Apple devices rank highest in overall satisfaction among Sprint (843), T-Mobile (845) and Verizon Wireless (830) wireless customers. Samsung devices rank highest among AT&T customers (849). Among carriers, overall satisfaction with smartphones is highest with Sprint customers (834), followed by AT&T (833), T-Mobile (825) and Verizon Wireless (823) customers.

Offering smartphone features and functionality that help customers incorporate their devices into their daily routines is critical for increasing satisfaction with the user experience, according to J.D. Power. Wireless charging and fingerprint scanners are among those advanced technologies that improve ease of operation, which, in turn, leads to higher customer satisfaction with their device, adds the research group.

Wireless charging is also associated with high overall satisfaction. According to the J.D. Power study, satisfaction is 28 points higher for smartphones that are enabled with wireless charging, compared with those that do not have this feature (852 vs. 824, respectively).

What’s more, customers who own phones with wireless charging spend more on apps, compared to those who own phones without wireless charging ($20 vs. $18, respectively), says Kirk Parsons, senior director and technology, media & telecom practice leader at J.D. Power. Additionally, customers with wireless charging pay more for their monthly service than those without wireless charging ($137 vs. $121, respectively), he adds.

Among the 62% of customers who own phones with fingerprint scanners, satisfaction is relatively high largely because this feature simplifies the process of securely accessing phones, which enables customers to log on to their phones more easily and frequently.
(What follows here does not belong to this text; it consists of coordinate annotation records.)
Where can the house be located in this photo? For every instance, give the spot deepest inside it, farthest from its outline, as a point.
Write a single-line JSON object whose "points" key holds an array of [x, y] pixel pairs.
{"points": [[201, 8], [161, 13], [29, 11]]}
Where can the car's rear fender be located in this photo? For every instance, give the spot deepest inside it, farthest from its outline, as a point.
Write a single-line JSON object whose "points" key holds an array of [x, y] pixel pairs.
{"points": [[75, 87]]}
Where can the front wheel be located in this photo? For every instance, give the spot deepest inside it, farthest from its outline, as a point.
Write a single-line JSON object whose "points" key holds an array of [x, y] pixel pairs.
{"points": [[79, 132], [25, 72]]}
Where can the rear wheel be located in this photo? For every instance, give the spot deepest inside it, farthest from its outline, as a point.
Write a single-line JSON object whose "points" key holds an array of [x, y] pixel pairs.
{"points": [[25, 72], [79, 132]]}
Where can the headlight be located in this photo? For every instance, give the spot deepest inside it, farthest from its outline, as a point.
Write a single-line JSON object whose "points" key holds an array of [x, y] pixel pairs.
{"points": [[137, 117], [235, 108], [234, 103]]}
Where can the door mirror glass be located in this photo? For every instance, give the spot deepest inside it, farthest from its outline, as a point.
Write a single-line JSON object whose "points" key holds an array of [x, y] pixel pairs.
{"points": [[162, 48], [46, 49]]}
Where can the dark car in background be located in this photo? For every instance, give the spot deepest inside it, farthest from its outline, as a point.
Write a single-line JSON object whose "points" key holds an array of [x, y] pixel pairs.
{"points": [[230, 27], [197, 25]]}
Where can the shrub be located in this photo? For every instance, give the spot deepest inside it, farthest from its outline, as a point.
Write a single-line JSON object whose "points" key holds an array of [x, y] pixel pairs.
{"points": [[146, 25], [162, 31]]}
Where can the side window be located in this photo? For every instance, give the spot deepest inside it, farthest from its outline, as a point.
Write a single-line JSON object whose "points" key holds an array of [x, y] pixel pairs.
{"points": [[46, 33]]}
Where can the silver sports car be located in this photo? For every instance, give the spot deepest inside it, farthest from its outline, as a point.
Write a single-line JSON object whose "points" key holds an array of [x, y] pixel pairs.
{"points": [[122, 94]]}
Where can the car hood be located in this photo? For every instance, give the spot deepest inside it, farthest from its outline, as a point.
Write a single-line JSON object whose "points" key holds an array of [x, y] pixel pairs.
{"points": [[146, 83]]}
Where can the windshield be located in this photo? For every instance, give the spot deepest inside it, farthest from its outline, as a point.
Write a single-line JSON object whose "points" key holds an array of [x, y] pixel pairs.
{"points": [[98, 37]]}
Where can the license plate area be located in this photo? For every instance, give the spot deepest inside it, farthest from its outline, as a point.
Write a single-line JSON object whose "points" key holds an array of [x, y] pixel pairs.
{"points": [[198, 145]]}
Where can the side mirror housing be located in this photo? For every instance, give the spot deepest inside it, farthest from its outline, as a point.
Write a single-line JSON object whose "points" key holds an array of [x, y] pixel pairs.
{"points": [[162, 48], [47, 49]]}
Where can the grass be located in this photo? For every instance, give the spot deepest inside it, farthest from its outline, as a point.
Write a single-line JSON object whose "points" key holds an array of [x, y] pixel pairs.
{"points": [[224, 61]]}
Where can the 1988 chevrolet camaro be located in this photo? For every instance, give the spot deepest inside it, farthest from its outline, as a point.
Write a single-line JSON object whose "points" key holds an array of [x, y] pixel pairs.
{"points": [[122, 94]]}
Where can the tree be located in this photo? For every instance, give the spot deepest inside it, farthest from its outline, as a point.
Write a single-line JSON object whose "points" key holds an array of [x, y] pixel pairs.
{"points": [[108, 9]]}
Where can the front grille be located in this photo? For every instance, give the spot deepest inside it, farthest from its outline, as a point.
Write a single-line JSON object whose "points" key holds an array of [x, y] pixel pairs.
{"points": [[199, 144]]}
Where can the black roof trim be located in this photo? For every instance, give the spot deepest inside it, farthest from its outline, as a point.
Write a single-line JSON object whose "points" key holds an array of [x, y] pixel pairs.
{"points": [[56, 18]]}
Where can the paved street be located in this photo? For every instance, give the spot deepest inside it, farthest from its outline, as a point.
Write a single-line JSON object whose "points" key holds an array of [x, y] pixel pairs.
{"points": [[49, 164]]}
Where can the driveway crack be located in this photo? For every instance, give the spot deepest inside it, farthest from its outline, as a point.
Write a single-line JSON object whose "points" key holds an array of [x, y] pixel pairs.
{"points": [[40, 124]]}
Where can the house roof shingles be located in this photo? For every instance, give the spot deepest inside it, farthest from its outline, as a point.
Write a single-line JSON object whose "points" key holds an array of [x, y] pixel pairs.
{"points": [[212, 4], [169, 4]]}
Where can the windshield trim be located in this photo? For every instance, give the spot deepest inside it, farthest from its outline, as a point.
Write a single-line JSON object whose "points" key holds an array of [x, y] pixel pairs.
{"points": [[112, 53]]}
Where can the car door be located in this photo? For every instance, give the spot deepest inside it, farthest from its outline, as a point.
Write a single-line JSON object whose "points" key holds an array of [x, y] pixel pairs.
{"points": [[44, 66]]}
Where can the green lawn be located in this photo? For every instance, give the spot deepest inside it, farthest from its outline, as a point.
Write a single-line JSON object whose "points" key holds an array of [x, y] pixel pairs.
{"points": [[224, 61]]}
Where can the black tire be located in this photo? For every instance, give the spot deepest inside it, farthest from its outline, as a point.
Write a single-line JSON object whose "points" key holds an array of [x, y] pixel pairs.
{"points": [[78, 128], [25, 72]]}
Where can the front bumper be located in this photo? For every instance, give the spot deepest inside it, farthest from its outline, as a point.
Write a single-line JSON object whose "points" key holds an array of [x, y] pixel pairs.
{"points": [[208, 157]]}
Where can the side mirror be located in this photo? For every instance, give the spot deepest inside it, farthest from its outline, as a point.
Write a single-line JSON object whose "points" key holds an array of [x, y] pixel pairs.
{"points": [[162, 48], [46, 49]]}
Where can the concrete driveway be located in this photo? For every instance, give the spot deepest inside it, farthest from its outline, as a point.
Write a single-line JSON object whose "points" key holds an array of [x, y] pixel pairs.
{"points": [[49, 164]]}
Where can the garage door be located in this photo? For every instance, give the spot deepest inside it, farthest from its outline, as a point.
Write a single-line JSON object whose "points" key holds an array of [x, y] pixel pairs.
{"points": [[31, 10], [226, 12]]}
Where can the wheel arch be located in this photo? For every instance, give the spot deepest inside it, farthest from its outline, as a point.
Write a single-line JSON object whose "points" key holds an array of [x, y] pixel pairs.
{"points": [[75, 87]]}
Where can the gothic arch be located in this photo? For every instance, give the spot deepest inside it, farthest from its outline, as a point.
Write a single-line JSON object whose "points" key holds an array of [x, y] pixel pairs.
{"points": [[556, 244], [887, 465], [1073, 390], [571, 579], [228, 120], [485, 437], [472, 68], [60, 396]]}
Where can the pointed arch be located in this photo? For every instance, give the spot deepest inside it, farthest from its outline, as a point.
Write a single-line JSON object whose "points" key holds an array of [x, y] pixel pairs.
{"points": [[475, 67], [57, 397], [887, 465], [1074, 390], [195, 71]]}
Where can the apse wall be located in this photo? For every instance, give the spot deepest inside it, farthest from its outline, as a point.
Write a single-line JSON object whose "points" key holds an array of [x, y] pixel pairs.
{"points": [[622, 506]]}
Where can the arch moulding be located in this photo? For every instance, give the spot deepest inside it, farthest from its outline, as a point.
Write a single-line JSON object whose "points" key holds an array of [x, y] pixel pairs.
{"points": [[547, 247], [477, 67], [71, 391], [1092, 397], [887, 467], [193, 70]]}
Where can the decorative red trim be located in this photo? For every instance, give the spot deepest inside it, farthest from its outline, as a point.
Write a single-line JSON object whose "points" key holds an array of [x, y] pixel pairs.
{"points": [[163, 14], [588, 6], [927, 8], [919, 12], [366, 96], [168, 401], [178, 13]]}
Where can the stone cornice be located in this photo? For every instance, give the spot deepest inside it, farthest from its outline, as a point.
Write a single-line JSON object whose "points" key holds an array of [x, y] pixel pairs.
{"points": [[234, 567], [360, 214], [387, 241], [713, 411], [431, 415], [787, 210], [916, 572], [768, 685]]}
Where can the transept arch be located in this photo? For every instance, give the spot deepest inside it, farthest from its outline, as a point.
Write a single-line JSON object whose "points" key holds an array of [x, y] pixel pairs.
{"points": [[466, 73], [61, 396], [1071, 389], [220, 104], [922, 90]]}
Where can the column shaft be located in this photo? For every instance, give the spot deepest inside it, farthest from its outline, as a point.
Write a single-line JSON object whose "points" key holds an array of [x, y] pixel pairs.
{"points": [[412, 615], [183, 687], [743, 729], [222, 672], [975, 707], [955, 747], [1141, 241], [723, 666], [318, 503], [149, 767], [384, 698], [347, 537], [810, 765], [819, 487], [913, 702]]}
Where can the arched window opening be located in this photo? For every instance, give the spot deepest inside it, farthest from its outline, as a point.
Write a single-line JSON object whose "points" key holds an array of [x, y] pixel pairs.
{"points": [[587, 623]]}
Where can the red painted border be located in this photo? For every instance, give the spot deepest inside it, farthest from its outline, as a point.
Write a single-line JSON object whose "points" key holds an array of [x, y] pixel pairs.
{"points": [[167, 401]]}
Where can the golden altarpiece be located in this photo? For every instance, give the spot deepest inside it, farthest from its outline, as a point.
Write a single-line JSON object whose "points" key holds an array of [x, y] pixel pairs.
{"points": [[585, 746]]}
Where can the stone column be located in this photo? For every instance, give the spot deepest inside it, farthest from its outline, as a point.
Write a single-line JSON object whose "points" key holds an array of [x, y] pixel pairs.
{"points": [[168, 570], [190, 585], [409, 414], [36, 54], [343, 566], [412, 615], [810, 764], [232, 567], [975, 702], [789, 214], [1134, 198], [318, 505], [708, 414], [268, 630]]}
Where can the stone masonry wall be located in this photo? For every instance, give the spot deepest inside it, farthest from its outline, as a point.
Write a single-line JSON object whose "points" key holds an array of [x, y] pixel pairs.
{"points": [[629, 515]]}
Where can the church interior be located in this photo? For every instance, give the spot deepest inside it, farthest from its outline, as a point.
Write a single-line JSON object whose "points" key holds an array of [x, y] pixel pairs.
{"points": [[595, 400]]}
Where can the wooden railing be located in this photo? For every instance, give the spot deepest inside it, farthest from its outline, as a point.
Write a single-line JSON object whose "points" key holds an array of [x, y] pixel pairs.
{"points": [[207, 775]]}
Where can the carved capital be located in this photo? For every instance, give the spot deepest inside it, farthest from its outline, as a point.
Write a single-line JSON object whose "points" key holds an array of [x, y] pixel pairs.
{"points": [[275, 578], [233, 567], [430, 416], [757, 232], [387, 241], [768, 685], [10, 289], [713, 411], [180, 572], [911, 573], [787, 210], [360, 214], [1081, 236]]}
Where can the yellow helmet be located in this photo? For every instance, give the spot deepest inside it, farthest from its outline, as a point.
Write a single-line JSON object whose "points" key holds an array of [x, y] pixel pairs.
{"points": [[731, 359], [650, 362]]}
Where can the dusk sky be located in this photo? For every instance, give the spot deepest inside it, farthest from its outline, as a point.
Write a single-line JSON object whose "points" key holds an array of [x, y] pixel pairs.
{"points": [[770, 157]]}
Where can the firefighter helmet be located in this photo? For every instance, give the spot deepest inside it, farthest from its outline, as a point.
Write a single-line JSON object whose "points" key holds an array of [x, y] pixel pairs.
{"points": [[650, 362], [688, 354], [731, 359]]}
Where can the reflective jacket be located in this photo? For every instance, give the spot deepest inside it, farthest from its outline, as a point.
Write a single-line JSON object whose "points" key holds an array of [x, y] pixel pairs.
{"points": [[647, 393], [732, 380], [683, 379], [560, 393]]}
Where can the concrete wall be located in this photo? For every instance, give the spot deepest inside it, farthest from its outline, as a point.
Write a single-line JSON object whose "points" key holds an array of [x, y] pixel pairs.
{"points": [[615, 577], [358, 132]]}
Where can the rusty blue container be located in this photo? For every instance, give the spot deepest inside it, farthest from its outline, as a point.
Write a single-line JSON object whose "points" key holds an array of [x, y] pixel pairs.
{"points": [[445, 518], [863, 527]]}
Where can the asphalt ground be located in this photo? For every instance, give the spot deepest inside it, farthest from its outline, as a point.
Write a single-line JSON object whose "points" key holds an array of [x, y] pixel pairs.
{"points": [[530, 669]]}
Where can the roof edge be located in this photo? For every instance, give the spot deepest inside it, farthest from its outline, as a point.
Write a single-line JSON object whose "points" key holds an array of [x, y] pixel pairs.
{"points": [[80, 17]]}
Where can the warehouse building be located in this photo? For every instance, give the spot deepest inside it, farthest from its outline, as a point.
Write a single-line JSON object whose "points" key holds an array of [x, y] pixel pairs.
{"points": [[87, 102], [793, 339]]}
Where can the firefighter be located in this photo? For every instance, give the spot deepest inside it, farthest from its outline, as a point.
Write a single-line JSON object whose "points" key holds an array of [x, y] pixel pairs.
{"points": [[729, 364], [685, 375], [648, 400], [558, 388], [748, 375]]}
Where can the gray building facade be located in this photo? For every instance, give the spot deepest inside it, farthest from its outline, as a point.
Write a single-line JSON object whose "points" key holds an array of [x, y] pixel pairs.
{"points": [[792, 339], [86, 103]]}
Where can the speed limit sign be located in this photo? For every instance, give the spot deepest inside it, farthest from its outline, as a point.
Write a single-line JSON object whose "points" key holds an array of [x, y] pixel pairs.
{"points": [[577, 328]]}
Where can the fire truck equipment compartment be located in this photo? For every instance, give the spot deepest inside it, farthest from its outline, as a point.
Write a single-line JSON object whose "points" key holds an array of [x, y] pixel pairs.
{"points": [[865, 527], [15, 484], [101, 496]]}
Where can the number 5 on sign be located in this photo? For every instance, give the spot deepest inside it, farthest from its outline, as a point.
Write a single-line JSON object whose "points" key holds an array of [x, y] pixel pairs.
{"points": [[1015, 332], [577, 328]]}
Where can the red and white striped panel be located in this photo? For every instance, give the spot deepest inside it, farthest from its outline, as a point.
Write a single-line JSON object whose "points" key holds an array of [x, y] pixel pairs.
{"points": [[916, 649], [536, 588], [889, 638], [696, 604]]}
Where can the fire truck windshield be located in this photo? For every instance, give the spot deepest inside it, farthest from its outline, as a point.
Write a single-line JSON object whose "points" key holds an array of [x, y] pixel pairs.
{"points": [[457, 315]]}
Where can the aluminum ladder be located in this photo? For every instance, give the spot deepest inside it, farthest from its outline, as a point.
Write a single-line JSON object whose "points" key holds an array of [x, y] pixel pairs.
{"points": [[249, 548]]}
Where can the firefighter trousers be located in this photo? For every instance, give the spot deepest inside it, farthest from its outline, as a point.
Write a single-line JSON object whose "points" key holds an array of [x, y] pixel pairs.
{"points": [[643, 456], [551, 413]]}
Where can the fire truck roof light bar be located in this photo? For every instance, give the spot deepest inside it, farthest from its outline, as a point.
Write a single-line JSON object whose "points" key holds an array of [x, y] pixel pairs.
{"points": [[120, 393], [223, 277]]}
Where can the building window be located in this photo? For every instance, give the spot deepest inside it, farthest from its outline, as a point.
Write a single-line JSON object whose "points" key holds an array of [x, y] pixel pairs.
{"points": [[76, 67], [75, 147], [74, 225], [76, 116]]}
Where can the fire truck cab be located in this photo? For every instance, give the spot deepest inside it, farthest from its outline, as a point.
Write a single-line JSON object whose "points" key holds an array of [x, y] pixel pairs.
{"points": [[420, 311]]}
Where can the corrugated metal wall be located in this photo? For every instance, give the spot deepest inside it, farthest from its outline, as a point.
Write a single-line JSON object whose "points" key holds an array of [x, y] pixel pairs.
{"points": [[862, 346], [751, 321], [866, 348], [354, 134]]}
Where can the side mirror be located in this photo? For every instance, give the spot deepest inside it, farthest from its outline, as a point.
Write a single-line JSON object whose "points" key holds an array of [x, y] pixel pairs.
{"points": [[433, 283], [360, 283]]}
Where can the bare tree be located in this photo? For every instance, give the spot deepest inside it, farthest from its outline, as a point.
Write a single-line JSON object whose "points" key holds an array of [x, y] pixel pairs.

Overall satisfaction for phones with fingerprint scanners is 42 points higher than for phones without this feature (844 vs. 802, respectively)

Following are some of the key findings of the J.D. Power study:

  • Customer interest in wireless charging is high: Customers cite "wireless charging" with the highest frequency (49%) when asked to indicate the top three features they would like on their next smartphone. "Wireless charging" is followed by "seamless voice control" and "facial recognition/biometric security/fingerprint scanner" (19% each).
  • Phone subsidies lower the average price paid: Phone subsidies substantially reduce the average price paid for a smartphone among those with service contracts ($294, excluding free phones) than among those with equipment installment plans (EIPs) ($444) or leases ($405).

The “2016 U.S. Wireless Smartphone Satisfaction Study—Volume 1” is based on experiences evaluated by 11,693 smartphone customers who have owned their current smartphone device less than one year and who are customers of one of the four Tier 1 carriers. The study was fielded between September 2015 and February 2016.